The chef could barely believe his eyes. One of the notes was handwritten, the others were typed. One of them began with: “If you are reading this then I am dead”. Over three pages it revealed how a gang committed a spree of abductions – in order to torture their victims – and killed Ketani, a 37-year-old mother of three.
The letter gave detailed descriptions and offered names, telephone numbers, addresses and dates. The author had written the letter to someone he knew and pointed him to a safe that contained cash and some other incriminating items.
The letter described how Ketani was captured, shot and mistaken for dead. It says her killers found her in a hospital a few weeks later and managed to kidnap her a second time, using a fake transfer letter and pretending to be medical workers.
It claimed her body was then placed into a shallow grave, which was filled with concrete and allowed to set. The grave was located behind the garage of the Kenilworth house. Later, the killers seem to have had a change of heart, broke up the grave and dumped Ketani’s corpse at another site.
The note claims at least two other people were abducted and that the gang sometimes dressed in army uniforms and used police stations as a place to do their dirty work.
It ended with the author pleading for those implicated to be brought down.
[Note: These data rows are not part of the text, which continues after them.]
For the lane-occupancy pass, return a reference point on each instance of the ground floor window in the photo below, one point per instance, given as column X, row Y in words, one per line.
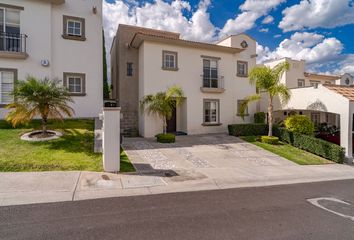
column 211, row 111
column 7, row 79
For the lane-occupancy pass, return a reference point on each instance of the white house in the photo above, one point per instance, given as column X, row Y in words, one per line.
column 323, row 98
column 57, row 39
column 214, row 78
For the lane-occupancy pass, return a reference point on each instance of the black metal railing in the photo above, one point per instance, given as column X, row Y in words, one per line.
column 13, row 42
column 212, row 82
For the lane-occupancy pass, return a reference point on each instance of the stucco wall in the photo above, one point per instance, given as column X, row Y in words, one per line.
column 190, row 64
column 43, row 23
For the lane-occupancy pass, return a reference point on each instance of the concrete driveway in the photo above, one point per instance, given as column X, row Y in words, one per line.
column 222, row 160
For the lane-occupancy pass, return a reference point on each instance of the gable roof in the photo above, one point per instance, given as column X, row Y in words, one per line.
column 140, row 37
column 345, row 91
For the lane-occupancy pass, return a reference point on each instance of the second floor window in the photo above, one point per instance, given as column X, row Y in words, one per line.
column 10, row 38
column 242, row 69
column 210, row 73
column 130, row 69
column 169, row 60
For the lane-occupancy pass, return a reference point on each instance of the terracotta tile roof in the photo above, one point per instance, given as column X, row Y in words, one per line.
column 345, row 91
column 141, row 36
column 321, row 76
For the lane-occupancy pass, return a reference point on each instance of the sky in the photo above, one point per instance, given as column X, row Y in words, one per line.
column 318, row 31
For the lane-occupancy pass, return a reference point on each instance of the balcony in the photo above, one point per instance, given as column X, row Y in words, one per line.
column 212, row 84
column 13, row 45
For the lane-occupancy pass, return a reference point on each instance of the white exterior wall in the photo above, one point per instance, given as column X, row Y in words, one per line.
column 43, row 23
column 153, row 79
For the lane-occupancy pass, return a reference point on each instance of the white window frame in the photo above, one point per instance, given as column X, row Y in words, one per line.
column 13, row 85
column 217, row 111
column 74, row 77
column 67, row 28
column 302, row 81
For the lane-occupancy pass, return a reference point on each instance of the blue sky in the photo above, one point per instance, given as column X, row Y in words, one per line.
column 319, row 31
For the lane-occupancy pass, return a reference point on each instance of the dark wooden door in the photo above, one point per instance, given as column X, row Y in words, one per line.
column 172, row 123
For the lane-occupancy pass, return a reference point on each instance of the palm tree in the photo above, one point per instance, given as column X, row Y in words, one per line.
column 267, row 80
column 163, row 103
column 44, row 98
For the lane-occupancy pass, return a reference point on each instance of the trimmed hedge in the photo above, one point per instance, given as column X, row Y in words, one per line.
column 259, row 117
column 311, row 144
column 254, row 129
column 270, row 140
column 166, row 138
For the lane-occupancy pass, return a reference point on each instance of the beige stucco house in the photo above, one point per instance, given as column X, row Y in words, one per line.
column 214, row 78
column 55, row 39
column 323, row 98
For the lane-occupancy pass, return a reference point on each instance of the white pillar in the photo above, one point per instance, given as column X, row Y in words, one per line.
column 346, row 121
column 111, row 139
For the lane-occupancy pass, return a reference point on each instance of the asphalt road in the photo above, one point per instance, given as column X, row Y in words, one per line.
column 279, row 212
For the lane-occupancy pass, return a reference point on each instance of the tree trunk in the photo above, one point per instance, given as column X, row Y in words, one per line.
column 164, row 125
column 270, row 116
column 44, row 125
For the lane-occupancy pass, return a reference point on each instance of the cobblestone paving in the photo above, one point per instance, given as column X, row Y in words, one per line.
column 156, row 158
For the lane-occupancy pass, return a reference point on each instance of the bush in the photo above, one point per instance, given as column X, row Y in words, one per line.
column 259, row 117
column 270, row 140
column 300, row 124
column 166, row 138
column 311, row 144
column 251, row 129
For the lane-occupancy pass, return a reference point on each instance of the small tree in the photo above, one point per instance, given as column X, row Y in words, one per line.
column 267, row 80
column 300, row 124
column 44, row 98
column 163, row 103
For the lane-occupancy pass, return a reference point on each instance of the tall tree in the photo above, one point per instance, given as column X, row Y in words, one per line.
column 44, row 98
column 267, row 80
column 163, row 103
column 105, row 76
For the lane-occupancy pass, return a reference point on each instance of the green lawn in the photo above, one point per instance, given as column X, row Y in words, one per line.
column 289, row 152
column 73, row 151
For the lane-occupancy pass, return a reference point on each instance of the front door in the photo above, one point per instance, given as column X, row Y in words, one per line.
column 172, row 123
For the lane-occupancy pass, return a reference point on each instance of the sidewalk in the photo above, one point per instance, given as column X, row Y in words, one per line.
column 41, row 187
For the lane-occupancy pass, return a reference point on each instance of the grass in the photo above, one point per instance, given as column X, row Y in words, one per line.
column 72, row 152
column 289, row 152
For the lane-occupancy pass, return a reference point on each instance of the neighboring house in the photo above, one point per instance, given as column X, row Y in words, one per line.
column 323, row 98
column 59, row 39
column 214, row 78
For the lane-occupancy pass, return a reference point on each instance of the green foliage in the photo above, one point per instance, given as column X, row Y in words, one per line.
column 270, row 140
column 248, row 129
column 300, row 124
column 166, row 138
column 45, row 98
column 105, row 78
column 163, row 103
column 267, row 80
column 259, row 117
column 311, row 144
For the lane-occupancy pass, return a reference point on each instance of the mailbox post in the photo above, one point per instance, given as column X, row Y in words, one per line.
column 111, row 139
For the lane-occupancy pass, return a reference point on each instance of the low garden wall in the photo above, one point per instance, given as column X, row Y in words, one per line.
column 311, row 144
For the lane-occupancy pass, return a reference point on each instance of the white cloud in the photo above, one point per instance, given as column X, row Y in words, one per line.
column 251, row 11
column 268, row 19
column 310, row 14
column 312, row 47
“Lastly, f*** them all!!!”
The chef realised how important it was to get the letter to the authorities and – through his boss – handed it over to private investigators from VIP Support Systems, who in turn alerted the police. The investigators worked flat out to bring the cold case back to life. In the world of police work, 13 years is a lifetime. Files go missing, complainants move and become impossible to trace, witnesses forget crucial details.
When Ketani vanished in May 1999, only a missing person case was registered. Several others cases had been opened in connection with other abductions, but never linked. Connecting all the dots and arranging all the puzzle pieces so many years later was difficult and time consuming, and was later described as “sterling work” by the province’s head of detectives.
Ketani’s family never knew for sure why she disappeared and hoped she would return some day, alive and well. They had seen such things on television, where people went missing for 15 years but made miraculous reappearances.
This week, while consulting with the police and the prosecutors, the family was finally told about how Ketani was killed. Her brothers and sisters travelled from the Eastern Cape to see the suspects in court and to help the state oppose bail. For them, the most painful part was hearing how Ketani was buried, unearthed and dumped. Her youngest child was just a year old when she went missing.
Her siblings can’t imagine why anyone would have wanted to hurt her. She was a kind and simple woman who came up to Johannesburg to work, settling down at a restaurant at a popular shopping centre. They say she had resigned from the restaurant and was fighting with her boss when she vanished. They think this could have something to do with it, but say they have been haunted by questions ever since. Her brother, Mankinki, cries when he shares his feelings.
The five men were arrested over five days this month. The two policemen involved are brothers. The one has left the service but the other was still wearing the uniform when he was arrested.
On Friday, all five stood in the dock, their backs to Ketani’s family. The author of the letter was amongst them.
The magistrate agreed to a request from the prosecution and ordered journalists not to name the suspects or to show any photographs of them. The proceedings were over in minutes, leaving so many questions unanswered.
How did they know each other? If they committed the crimes, why did they do so? Were they responsible for any other crimes? Did they stop at any stage and live low-profile lives? Why was the letter written and left behind? Who are the other people the police are trying to capture? How far does the web stretch?
Hopefully, on Friday, some more secrets can be set free. DM
Photo by mrmanc.
Some firing squads are all issued with blank cartridges with the exception of one person. This helps alleviate personal responsibility for the execution squad.